Built-in safety filters fail when attackers use obfuscation, multi-turn escalation, or indirect prompt injection to change the model’s interpretation of allowed behaviour. The result is that the session still looks valid while the output or action becomes unsafe. Enterprises then lose visibility into the coercion path until data has already moved.
Why This Matters for Security Teams
Built-in safety filters are useful, but they are not a complete security boundary for autonomous or semi-autonomous assistants. They judge text in the moment; they do not reliably understand the full chain of intent, prior turns, hidden instructions, or the trustworthiness of the data source. That gap matters because attackers do not need to “beat” the filter in a single prompt. They can shape the session over time, smuggle instructions through retrieved content, or coerce the model into treating unsafe actions as allowed workflow steps. NIST’s NIST Cybersecurity Framework 2.0 is clear that governance must account for risk management across the full lifecycle, not just visible output checks. For AI-specific governance, current guidance is moving in the same direction through NIST Cybersecurity Framework 2.0 and the NIST AI risk work, which both imply that control points must exist before, during, and after model invocation. NHIMG research on DeepSeek breach shows why exposed data and hidden secrets can turn an assistant into an attacker’s amplifier once the model starts consuming untrusted material. In practice, many security teams encounter the failure only after an assistant has already leaked data, executed a tool action, or embedded unsafe instructions into a legitimate workflow.
How It Works in Practice
When safety filters are the only control, the model becomes a policy engine by implication, which is exactly where things go wrong. A safer pattern is to separate content filtering from authorisation and identity. The assistant should authenticate as a workload, receive just-in-time credential provisioning for a single task, and operate under short-lived secrets rather than standing access. That is the operational direction reflected in agentic guidance from NIST Cybersecurity Framework 2.0 and the emerging AI governance thinking behind NIST Cybersecurity Framework 2.0. The security decision should be made at request time using intent-based, context-aware authorisation, not only at prompt time.
- Use workload identity so the platform knows what the agent is, not just what token it holds.
- Issue ephemeral credentials per task, then revoke them automatically on completion or timeout.
- Enforce role-based access as a floor, but make runtime policy the real decision point for tools, data, and actions.
- Inspect retrieval inputs, tool outputs, and system messages as separate trust zones because indirect prompt injection often enters through those channels.
- Log the coercion path, including prompts, retrieved content, tool calls, and authorisation decisions, so responders can reconstruct how behaviour changed.
NHIMG’s DeepSeek breach coverage is a useful reminder that once sensitive material is exposed, an assistant can be manipulated into helping with reconnaissance or data movement even when the original user session still appears valid. These controls tend to break down when the assistant has broad tool access across multiple systems because the model can chain actions faster than a human operator can notice the escalation.

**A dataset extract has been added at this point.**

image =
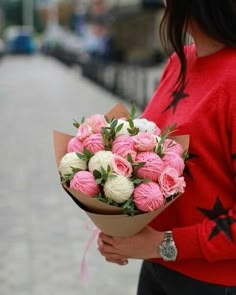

Common Variations and Edge Cases
Tighter control of assistants often increases latency, workflow friction, and engineering overhead, so organisations have to balance safety against usability and operational cost. There is no universal standard for this yet, but best practice is evolving toward layered control rather than relying on a single model-side filter. In lower-risk chat use cases, content moderation may be enough. In higher-risk environments, especially where assistants can write code, query production data, or trigger tickets and deployments, policy must live outside the model and be evaluated in real time. That is the direction suggested by NIST Cybersecurity Framework 2.0 and reflected in the governance expectations of DeepSeek breach analysis, where exposure and trust failures compound quickly.
Edge cases usually appear when teams mix autonomous behaviour with legacy IAM. Static RBAC assumes predictable access patterns, but agentic systems are goal-driven and may reach the same outcome through different tools, APIs, or service accounts. That makes zero standing privilege, just-in-time access, and runtime policy evaluation far more important than a single approval at session start. Guidance is also less mature for multi-agent pipelines, where one agent can inherit context from another and unintentionally inherit its trust assumptions. Current guidance suggests treating those handoffs as security boundaries, not just workflow steps. When assistants operate across untrusted content, external tools, and privileged back-end systems at once, built-in filters alone are too shallow to prevent misuse.
Standards & Framework Alignment
This section maps relevant standards and security frameworks to the operational risks and controls described in this guidance.
OWASP Agentic AI Top 10 and CSA MAESTRO address the attack and risk surface, while NIST AI RMF set the governance and control requirements practitioners need to meet.
| Framework | Control / Reference | Relevance |
|---|---|---|
| OWASP Agentic AI Top 10 | A2 | Targets prompt injection and unsafe agent actions. |
| CSA MAESTRO | M1 | Covers governance for autonomous AI agents and tool use. |
| NIST AI RMF | Addresses AI risk governance across the full lifecycle. |
Add pre, in-flight, and post-action controls instead of relying on output filters.